Of course, the hour we spent waiting wasn’t entirely without drama. After a half hour, the driver tried and failed to restart the engine. Several times. Though the noise did nothing to help our chances of spotting wildlife, we prayed for him to succeed. As much as we wanted to see an alligator, we didn’t want it to be the last thing we ever saw. When the engine roared to life, destroying the spooky silence that’s indigenous to the bayou, we actually cheered.

Wildlife doesn’t linger, and there are no guarantees, either in life or in the bayou. The toothless driver—who spoke Cajun, a complex mixture of French and English—said he couldn’t remember the last time his tour didn’t see a single reptile. Our first response, filtered through our years traveling the world, was: “Get a quieter boat, dude!” But we held our tongue until the more rational second response kicked in: “You probably say that to every tour!”

If you want our advice, research your guide before you go. Find one whose dock is near the wildlife estuaries. Ask for the silent treatment—a boat with a quiet engine. Make sure they not only care about their customers, they care about the wildlife, too.

Little Known Fact: If they ask you whether or not you suck the heads, don’t be offended. They’re referring to crawfish, and eating them separates the locals from the tourists.
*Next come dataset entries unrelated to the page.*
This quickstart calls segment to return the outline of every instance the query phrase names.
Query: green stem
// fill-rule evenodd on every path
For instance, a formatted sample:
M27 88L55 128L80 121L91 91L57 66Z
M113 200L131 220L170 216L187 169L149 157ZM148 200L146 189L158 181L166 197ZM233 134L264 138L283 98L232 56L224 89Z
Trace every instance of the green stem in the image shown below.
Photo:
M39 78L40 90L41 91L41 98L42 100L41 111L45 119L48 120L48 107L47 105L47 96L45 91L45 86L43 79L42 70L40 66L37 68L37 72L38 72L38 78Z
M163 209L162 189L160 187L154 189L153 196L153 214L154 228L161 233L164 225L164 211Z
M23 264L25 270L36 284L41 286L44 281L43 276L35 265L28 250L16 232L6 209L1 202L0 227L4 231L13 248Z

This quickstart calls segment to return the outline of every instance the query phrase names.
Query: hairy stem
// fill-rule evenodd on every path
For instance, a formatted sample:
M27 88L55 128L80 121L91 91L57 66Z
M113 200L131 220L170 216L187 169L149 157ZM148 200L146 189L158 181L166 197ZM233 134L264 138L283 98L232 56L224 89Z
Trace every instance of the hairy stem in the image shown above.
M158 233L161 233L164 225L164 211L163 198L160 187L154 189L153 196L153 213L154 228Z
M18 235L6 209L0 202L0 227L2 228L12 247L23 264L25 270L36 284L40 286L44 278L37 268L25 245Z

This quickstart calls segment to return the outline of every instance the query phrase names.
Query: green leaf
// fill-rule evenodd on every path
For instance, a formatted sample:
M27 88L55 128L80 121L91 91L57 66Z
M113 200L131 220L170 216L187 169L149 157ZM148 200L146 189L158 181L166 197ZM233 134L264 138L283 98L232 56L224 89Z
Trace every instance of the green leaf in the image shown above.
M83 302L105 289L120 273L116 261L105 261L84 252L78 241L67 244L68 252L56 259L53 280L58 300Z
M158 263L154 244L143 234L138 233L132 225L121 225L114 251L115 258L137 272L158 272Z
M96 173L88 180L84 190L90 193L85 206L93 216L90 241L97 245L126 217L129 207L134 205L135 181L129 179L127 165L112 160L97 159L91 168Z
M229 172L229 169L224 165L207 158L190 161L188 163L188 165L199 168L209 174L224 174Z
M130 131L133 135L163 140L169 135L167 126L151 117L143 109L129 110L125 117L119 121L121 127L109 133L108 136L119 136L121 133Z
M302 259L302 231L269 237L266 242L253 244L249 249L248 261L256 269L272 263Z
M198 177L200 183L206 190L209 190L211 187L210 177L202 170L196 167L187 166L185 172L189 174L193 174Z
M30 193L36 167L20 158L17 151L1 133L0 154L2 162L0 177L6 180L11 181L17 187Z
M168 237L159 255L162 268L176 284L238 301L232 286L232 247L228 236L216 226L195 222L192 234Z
Lessons Learned: Plan for rain whatever the season. Bring a camera, plenty of mosquito repellent, and a good book, just in case your trip ended like ours. While the bayou can offer an adventure, its charms are often well hidden. Like buried treasure, the reward (a great photo or a vivid spectacle) goes to those willing to dig a little, sometimes into their own limits of endurance.
How We Saw It
Blight-Seeing: 4
Communication Breakdown: 4
Customer Dis-service: 3
Discomfort Level: 3
Grunge Factor: 4
Inactivity Guide: 2
Rent-Attainment: 2
Spontaneous Consumption: 4
Fun Fraction: 4/5
Vibe-Rating: 3

If You Won’t Listen to Us
Nearest Airport: Louis Armstrong International Airport
Native Population: 312,000, half of what it was in 1960
Normal Attractions: Are you kidding? The French Quarter, Mardi Gras, rooting for the ’Aints at the Superdome, the Jazz & Heritage Festival, the music, food, and alcohol, plus the abundance of tourists.
Final Point of Interest: In one nationwide poll, the city was voted the 25th of 25 US cities for safety and cleanliness. Let’s face it: this is a family vacation destination like Siberia is an exotic seaside beach.